Good Friday

Posted in By Hammer on Anvil 0 comments


Holy week... my absolute favorite holiday season. I can’t get over it. The Easter story. My Jesus.
I just can’t get over it.

Holy week is a Christian reference to the last days in the life of Jesus. It begins on Palm Sunday
with the Triumphal entry. Jesus rides into Jerusalem seated on a humble donkey while crowds
gathered waving palm branches and shouting, “Hosana! Hosana! Blessed is the king who comes
in the name of the Lord!” Yet he was not the kind of king they imagined.

On Monday he enters the temple area to find money changers and loiters. He was outraged. He
overturned their tables and drove them out with a whip saying to them, “It is written, ‘my house
will be a house of prayer for all nations, but you have made it into a den of robbers’” (Mark
11:15-17). Jesus cleansed the temple. He can cleanse your soul.

Tuesday Jesus curses a fruitless fig tree as a demonstration of the great faith he calls us to have
(Matthew 21:18-22). He teaches in parable about obedience (Matthew 21:28-32) and the eternal
bounty in heaven God has prepared for us (Matthew 22:1-14). Jesus wants us to get it. We are
called to a life of abundance, of faith, that points souls to their Savior.

Jesus preached his last sermon on Wednesday. He warns the people, “Keep watch, because you
do not know on what day your Lord will come” (Matthew 24:42-44). What do you believe about
a Creator? A Savior? Eternity? What do you believe about this Jesus?

Jesus is betrayed. Judas conspires with the chief priests to arrest Jesus. In other words, Judas
sold his soul to the devil. (Luke 22:1-6) Who owns your soul?
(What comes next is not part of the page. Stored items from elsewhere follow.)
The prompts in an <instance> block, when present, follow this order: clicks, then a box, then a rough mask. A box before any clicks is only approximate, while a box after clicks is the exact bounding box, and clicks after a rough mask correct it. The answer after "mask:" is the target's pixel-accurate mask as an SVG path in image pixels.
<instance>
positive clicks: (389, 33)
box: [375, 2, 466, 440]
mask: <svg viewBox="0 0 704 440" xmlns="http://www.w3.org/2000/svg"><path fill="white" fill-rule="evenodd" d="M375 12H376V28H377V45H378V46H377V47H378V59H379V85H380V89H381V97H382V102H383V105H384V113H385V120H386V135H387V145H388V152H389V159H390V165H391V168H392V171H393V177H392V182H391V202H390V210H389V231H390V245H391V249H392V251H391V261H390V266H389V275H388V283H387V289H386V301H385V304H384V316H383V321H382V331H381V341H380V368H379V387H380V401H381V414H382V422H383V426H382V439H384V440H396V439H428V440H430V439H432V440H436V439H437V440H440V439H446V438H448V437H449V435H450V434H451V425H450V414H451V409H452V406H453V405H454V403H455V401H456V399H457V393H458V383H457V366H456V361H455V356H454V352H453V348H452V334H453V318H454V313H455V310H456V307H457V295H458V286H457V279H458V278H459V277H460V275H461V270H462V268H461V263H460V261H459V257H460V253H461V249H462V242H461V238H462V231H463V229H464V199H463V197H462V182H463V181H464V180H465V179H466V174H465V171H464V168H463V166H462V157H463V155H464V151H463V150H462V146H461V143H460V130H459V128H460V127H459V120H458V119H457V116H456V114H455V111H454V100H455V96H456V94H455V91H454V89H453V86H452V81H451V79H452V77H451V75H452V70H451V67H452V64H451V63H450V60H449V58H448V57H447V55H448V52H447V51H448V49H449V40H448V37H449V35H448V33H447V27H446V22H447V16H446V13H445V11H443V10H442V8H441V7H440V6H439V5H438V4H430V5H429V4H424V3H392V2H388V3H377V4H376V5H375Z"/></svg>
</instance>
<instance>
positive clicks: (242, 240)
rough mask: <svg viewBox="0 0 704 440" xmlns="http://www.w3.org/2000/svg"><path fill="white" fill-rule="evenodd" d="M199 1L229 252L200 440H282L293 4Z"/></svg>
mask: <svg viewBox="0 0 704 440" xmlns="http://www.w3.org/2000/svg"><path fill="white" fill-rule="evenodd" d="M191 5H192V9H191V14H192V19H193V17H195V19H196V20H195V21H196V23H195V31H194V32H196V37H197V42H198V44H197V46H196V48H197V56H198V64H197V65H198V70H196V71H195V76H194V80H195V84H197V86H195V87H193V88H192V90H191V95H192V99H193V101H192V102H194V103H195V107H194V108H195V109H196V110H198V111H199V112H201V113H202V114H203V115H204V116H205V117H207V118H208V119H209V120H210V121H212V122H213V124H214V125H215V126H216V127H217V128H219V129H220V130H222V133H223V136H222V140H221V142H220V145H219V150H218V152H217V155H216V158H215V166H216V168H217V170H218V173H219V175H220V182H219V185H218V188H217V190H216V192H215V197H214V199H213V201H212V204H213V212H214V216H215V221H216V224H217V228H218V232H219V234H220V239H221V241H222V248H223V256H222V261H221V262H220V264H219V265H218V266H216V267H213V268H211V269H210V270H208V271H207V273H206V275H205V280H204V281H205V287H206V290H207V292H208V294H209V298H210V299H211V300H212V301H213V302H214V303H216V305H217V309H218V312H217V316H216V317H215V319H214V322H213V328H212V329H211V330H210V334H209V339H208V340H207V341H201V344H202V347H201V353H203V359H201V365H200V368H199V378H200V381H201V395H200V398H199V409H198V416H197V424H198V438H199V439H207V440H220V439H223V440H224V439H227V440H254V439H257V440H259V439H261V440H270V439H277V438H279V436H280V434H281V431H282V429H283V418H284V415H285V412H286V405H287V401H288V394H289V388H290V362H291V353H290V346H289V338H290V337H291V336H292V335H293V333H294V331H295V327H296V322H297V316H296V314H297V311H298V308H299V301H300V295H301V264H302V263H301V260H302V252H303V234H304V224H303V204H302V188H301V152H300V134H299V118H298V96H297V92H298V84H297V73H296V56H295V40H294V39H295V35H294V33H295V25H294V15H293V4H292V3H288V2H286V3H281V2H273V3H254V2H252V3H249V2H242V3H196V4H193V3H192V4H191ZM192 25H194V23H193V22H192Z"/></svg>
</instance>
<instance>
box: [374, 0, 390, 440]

Maundy Thursday. Jesus and his disciples celebrate the Passover, a traditional Jewish feast,
in what will be known as the Last Supper. Jesus, the Servant King, humbly washes the feet of
his disciples. He encourages them to love one another through acts of service (John 13:1-17).
Beautiful, radical, servant love.

Good Friday. Jesus the Messiah, King of the Jews, is arrested, brutally beaten, and hung on a
cross. As the guards beat him and spat on him, he loved them. As they nailed his hands and feet
to a cross, he prayed to God for them, “Forgive them Father. They know not what they do" (Luke
23:34). He loves us so much and wanted nothing more than to do the Father’s will – to reconcile
a fallen people (Luke 22:54-23:56).



I just can’t write about it. I don’t have the words. I’ve agonized for hours trying to finish this
post. The beauty of Good Friday, the cross, and the sacrifice of my Jesus…it’s just too much for
my soul. I can’t get over it.

And it doesn’t end on Friday. God’s plan is not carried out in full until Easter Sunday (Luke 24).
I pray as you read this Gospel of Jesus Christ, you never get over it.